Where I used to work, I saw XOR used with a looping, hardcoded (in the code) key reused for infinite cyphertexts and shared between all users, with an extremely easy-to-use/access oracle where the user could encrypt messages of any length. I alerted everybody I possibly could about how insecure it was. I provided working examples of exploits and explained how braindead-easy it would be for the average bored teenager to reverse engineer and obtain the key and along with it the ability to decrypt all the messages and craft their own valid messages in like an afternoon. Nobody considered it an issue. I guess because unless people could intercept/mitm messages between other users and us, the impact was “only” the ability to game the system to the tune of 5% of revenue, which I guess they didn’t consider significant… (But developers kept putting more things in those “encrypted” (I use the term extremely loosely) messages and treated those contents as confidential and authentic.)
Oh, and the key only had four bits of entropy per byte. (The bytes of the key were each ASCII characters in the set “0123456789abcdef”.) The key also wasn’t ridiculously long or anything.

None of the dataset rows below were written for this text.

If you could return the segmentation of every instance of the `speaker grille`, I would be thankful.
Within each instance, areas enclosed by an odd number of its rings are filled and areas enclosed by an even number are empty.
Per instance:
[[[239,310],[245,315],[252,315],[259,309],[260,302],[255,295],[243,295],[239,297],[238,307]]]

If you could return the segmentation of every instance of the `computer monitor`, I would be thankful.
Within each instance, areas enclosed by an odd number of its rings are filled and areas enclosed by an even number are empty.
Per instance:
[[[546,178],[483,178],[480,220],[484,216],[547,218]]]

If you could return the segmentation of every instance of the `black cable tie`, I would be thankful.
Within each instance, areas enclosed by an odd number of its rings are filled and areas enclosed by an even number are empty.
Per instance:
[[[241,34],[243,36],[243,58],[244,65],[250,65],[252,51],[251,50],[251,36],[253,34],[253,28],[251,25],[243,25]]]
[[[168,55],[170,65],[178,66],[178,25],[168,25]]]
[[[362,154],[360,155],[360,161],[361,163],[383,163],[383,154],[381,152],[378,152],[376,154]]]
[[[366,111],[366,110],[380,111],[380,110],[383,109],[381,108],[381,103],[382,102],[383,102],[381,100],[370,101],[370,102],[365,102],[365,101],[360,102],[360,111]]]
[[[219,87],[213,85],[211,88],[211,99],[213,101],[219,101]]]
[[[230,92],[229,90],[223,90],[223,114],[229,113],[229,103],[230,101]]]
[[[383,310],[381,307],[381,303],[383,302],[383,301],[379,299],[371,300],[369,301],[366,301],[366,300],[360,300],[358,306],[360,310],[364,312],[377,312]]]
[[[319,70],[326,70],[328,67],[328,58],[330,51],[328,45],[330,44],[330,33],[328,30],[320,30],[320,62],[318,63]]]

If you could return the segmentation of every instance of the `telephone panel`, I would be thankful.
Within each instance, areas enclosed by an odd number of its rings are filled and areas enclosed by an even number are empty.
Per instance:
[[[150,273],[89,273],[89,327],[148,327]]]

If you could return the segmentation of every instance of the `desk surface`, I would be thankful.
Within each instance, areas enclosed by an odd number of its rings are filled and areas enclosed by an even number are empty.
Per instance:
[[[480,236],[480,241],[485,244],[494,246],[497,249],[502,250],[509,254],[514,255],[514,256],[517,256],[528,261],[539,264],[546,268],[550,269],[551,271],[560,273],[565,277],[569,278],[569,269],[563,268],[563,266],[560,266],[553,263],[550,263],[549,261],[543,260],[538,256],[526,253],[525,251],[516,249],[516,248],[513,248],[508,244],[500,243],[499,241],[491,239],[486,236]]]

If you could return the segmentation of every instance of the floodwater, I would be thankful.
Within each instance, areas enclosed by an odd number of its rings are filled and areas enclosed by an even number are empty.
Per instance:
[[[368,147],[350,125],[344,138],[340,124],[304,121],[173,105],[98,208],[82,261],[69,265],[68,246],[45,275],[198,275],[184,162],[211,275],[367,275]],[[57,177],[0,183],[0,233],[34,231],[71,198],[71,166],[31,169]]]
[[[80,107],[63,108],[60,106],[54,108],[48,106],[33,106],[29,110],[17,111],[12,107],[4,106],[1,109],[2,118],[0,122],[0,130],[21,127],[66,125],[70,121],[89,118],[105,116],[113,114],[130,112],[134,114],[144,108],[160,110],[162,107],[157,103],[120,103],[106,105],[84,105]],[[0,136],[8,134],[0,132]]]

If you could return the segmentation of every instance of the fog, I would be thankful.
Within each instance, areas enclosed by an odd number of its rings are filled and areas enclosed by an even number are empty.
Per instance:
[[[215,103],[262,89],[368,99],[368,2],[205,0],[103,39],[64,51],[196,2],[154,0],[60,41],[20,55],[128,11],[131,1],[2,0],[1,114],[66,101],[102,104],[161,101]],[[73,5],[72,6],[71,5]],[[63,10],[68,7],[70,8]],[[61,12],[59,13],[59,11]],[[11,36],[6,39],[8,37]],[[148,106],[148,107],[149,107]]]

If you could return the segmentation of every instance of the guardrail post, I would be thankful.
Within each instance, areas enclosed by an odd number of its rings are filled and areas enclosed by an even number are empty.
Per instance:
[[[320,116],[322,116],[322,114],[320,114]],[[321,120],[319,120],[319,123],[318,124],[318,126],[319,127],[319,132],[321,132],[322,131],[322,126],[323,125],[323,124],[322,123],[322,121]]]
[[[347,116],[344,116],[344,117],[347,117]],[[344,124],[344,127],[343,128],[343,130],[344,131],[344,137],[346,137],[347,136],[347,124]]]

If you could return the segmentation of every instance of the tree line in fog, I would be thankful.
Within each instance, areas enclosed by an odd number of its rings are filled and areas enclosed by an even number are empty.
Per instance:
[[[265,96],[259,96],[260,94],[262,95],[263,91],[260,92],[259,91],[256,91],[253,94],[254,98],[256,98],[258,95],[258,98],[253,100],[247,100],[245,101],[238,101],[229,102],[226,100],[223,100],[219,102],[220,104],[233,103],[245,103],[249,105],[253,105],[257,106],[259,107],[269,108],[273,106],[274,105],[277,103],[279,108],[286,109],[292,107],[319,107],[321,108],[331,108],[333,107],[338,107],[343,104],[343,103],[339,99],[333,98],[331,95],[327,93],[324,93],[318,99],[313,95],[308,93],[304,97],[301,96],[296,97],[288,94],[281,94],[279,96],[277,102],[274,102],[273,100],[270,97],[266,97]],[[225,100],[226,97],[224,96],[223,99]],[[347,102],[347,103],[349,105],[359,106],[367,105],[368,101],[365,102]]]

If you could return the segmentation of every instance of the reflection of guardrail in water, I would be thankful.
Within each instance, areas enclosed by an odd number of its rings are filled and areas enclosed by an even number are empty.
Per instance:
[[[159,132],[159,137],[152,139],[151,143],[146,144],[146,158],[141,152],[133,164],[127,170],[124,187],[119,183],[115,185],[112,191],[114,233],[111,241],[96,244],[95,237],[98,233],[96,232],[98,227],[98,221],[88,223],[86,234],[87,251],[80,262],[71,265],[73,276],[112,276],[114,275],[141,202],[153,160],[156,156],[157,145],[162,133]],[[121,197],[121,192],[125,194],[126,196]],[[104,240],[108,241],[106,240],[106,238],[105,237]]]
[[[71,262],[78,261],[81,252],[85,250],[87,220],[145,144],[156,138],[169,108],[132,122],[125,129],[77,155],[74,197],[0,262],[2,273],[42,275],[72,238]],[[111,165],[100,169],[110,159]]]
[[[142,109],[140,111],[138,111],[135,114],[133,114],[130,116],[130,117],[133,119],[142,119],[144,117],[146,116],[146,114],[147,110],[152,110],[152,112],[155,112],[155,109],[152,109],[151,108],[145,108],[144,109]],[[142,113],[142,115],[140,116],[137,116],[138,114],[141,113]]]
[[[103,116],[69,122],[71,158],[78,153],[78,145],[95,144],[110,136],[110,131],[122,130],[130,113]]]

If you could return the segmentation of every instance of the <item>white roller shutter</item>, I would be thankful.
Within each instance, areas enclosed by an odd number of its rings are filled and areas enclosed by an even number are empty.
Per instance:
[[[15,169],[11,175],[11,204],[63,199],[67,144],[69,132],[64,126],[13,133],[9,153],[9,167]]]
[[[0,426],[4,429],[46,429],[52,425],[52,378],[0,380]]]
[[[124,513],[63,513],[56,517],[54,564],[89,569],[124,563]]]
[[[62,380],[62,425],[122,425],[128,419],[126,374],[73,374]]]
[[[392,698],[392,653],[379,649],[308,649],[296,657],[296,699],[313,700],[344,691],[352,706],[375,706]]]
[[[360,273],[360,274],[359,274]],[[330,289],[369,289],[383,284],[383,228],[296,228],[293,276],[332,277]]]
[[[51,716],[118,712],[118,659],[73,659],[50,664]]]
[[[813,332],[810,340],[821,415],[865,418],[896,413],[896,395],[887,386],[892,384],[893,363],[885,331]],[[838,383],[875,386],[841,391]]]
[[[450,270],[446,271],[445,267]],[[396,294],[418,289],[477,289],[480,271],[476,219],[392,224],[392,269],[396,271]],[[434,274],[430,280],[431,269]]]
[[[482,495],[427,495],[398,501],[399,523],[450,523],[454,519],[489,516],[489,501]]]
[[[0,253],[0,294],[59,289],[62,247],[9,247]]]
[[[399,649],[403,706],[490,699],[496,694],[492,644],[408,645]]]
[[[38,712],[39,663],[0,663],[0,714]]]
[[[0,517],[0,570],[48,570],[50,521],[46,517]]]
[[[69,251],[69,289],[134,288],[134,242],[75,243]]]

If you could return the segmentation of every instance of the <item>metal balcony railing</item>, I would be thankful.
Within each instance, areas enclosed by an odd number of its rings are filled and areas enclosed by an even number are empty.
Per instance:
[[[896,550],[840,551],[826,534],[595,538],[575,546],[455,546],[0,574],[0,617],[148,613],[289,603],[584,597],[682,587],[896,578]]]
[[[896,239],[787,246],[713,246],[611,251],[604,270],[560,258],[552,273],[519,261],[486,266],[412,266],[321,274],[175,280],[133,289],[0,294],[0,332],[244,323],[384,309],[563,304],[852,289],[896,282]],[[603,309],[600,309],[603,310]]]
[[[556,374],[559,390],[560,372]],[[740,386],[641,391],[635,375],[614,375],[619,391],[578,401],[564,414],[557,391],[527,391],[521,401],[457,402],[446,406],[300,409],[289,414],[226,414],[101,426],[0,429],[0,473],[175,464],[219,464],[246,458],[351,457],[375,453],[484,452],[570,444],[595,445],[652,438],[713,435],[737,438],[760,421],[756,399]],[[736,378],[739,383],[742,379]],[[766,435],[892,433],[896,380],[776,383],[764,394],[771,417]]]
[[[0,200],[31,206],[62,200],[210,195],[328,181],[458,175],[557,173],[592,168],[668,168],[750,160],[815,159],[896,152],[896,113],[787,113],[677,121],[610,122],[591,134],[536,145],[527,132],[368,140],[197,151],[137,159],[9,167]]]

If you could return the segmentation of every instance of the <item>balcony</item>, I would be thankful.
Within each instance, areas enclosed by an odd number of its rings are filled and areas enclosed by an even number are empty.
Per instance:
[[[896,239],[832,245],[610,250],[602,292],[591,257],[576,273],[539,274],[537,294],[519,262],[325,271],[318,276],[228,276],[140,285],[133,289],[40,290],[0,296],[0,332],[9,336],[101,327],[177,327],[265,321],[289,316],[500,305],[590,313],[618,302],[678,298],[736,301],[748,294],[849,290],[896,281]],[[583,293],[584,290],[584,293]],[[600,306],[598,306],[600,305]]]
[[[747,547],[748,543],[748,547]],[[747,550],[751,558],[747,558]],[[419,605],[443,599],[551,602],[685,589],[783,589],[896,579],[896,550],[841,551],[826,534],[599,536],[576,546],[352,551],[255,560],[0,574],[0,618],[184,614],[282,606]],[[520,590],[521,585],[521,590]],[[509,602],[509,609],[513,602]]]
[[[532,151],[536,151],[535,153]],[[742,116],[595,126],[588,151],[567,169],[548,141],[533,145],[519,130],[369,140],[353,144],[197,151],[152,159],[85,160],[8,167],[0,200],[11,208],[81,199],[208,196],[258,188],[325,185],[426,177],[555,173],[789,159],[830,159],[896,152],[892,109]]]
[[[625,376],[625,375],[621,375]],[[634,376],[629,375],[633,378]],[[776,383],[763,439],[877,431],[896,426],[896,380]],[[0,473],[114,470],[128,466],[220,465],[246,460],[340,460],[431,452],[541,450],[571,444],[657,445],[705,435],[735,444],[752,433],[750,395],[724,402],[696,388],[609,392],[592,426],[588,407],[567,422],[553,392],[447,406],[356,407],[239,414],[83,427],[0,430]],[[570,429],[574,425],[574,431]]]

Also, as tech companies go, it kindof had its shit together. It wasn’t one of those brick-and-mortor companies just dipping its toe into e-commerce run by octogenarians who thought the internet was a fad. It was a tech company to its bones, using modern technologies and development practices. Except for this complete disregard for security.
Many years ago, a well known energy company had a perl script doing symmetric encryption to access root passwords of their Linux and Unix servers.
When used as intended, it would check whether the local unix user had been granted admin rights to that server, and generate audit logs of the request.
One could also copy the perl script, comment out the checks and audit logging, and request any and all root passwords.
The only saving grace was that the server was only accessible to existing sysadmins.